Хорошо быть тихоней (СИ) - Страница 16
Следующие десять минут сестра осуждала греческую систему братств и женских организаций. Она рассказывала, как подшучивали над новичками, и потом они умирали. Потом она рассказала историю о том, что она слышала, как в одной женской организации новеньких девочек заставляли стоять в нижнем белье, в то время как их жир обводили красными маркерами. На этом с моего брата стало довольно.
— Что за херня?!
Я до сих пор не могу поверить, что брат ругнулся в машине и мама с папой ему ничего не сказали. Наверное, это нормально, потому что он уже в колледже. Но сестру это слово не смутило. Она продолжала:
— Никакая не херня, я сама это слышала.
— Следите за языком, юная леди, — сказал отец с переднего сиденья.
— Неужели? И где ты это слышала? — спросил брат.
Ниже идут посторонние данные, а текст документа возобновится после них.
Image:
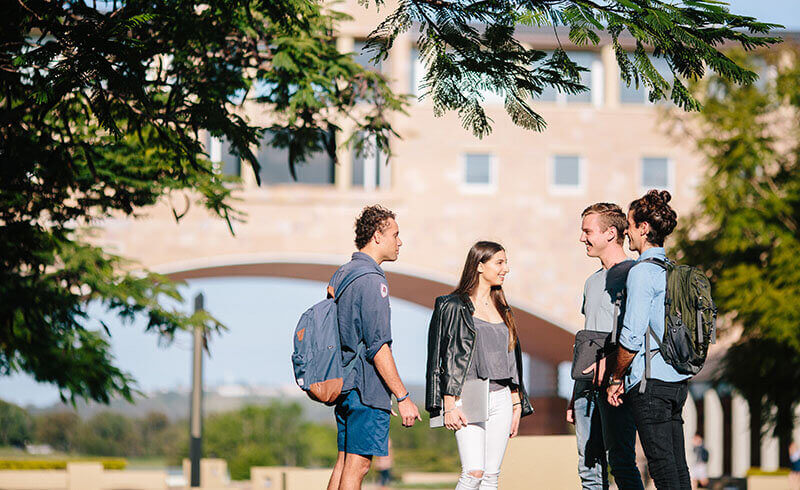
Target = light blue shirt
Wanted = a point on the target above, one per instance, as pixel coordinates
(646, 288)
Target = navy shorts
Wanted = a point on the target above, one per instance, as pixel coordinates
(362, 430)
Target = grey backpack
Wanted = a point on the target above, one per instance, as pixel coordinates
(690, 320)
(317, 356)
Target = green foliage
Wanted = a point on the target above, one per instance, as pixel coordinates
(16, 425)
(271, 435)
(102, 107)
(470, 48)
(745, 230)
(110, 434)
(421, 448)
(58, 464)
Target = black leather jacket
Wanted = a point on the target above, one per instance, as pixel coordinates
(451, 340)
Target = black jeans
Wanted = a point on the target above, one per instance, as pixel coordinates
(657, 413)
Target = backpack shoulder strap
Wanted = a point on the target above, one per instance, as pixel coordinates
(648, 352)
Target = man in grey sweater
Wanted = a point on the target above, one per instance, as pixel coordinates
(605, 434)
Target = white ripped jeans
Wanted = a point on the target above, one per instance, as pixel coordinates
(481, 446)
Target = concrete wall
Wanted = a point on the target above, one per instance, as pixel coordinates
(546, 462)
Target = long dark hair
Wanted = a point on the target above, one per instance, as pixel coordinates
(480, 253)
(654, 208)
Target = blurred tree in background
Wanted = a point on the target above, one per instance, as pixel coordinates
(744, 232)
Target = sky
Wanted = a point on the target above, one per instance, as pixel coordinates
(262, 313)
(784, 12)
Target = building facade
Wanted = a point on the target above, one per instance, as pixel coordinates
(521, 188)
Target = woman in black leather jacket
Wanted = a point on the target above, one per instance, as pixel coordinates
(473, 337)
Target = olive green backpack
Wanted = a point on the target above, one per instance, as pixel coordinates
(690, 320)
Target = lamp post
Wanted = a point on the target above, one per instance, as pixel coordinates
(196, 404)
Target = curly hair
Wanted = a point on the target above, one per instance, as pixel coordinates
(654, 208)
(372, 219)
(610, 215)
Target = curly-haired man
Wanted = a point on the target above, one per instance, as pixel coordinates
(362, 414)
(657, 408)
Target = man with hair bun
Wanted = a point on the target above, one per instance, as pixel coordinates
(363, 409)
(657, 411)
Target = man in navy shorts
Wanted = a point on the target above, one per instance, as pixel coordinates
(362, 414)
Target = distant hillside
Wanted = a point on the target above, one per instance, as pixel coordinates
(175, 404)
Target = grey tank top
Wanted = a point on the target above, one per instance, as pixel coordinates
(491, 359)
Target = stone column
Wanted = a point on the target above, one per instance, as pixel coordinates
(740, 435)
(770, 451)
(713, 432)
(689, 425)
(796, 431)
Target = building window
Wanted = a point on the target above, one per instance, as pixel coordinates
(219, 152)
(655, 173)
(417, 73)
(318, 169)
(633, 95)
(567, 174)
(371, 170)
(592, 79)
(480, 173)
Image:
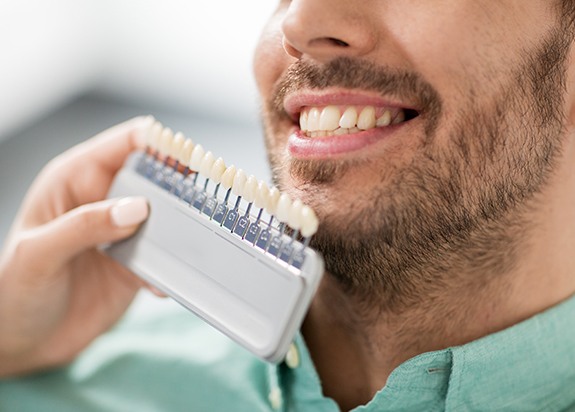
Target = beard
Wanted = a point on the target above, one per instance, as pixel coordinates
(456, 213)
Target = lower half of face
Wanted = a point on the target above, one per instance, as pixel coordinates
(431, 194)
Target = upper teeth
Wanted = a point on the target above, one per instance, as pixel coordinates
(316, 121)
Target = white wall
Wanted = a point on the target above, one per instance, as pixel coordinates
(188, 54)
(49, 51)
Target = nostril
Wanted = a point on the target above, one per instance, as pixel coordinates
(338, 42)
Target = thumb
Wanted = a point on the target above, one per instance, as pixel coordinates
(85, 227)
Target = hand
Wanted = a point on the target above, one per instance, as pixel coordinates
(57, 290)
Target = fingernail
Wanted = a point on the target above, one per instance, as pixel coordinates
(129, 211)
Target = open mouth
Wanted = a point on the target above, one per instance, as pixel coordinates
(335, 120)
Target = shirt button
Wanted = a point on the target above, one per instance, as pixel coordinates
(275, 398)
(292, 357)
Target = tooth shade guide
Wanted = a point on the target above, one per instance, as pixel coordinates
(277, 216)
(333, 120)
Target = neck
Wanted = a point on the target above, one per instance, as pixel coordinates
(356, 346)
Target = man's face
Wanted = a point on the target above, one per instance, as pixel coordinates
(436, 122)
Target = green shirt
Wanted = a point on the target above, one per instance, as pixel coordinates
(167, 360)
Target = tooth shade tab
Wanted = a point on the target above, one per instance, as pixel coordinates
(218, 169)
(294, 217)
(239, 182)
(166, 141)
(228, 177)
(309, 222)
(146, 130)
(196, 157)
(206, 164)
(186, 152)
(177, 145)
(262, 195)
(250, 189)
(273, 199)
(283, 208)
(156, 136)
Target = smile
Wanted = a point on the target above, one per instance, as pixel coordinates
(343, 120)
(336, 122)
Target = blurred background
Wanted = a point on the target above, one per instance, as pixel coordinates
(71, 68)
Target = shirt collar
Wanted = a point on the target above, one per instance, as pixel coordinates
(529, 366)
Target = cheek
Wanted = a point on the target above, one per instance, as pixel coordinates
(270, 59)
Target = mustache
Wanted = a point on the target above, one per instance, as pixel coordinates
(353, 73)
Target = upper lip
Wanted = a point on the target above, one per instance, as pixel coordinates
(293, 103)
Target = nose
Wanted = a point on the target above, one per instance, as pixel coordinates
(324, 29)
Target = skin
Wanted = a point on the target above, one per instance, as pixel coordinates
(70, 293)
(496, 271)
(54, 304)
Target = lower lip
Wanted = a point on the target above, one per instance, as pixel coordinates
(304, 147)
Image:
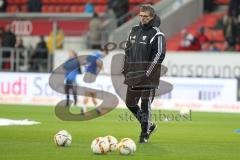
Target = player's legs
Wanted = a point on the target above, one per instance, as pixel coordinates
(74, 90)
(146, 101)
(93, 96)
(67, 88)
(132, 99)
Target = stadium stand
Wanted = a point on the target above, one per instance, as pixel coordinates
(73, 6)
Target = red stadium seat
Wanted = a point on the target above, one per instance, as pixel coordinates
(222, 1)
(100, 8)
(102, 1)
(11, 2)
(12, 9)
(24, 8)
(76, 8)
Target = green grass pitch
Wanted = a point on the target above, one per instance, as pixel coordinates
(209, 136)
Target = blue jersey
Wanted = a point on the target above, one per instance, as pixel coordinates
(92, 66)
(72, 68)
— Передавали по Национальному Общественному Радио, — сказала сестра.
— О, Боже, — брат издал смешок.
— Я сама слышала.
Мама с папой выглядели так, будто смотрели теннис через лобовое стекло, потому что их головы поворачивались туда-сюда. Они ничего не говорили. Не оглядывались назад. Следует заметить, что папа медленно начал увеличивать звук рождественской музыки по радио, пока она не стала оглушающей.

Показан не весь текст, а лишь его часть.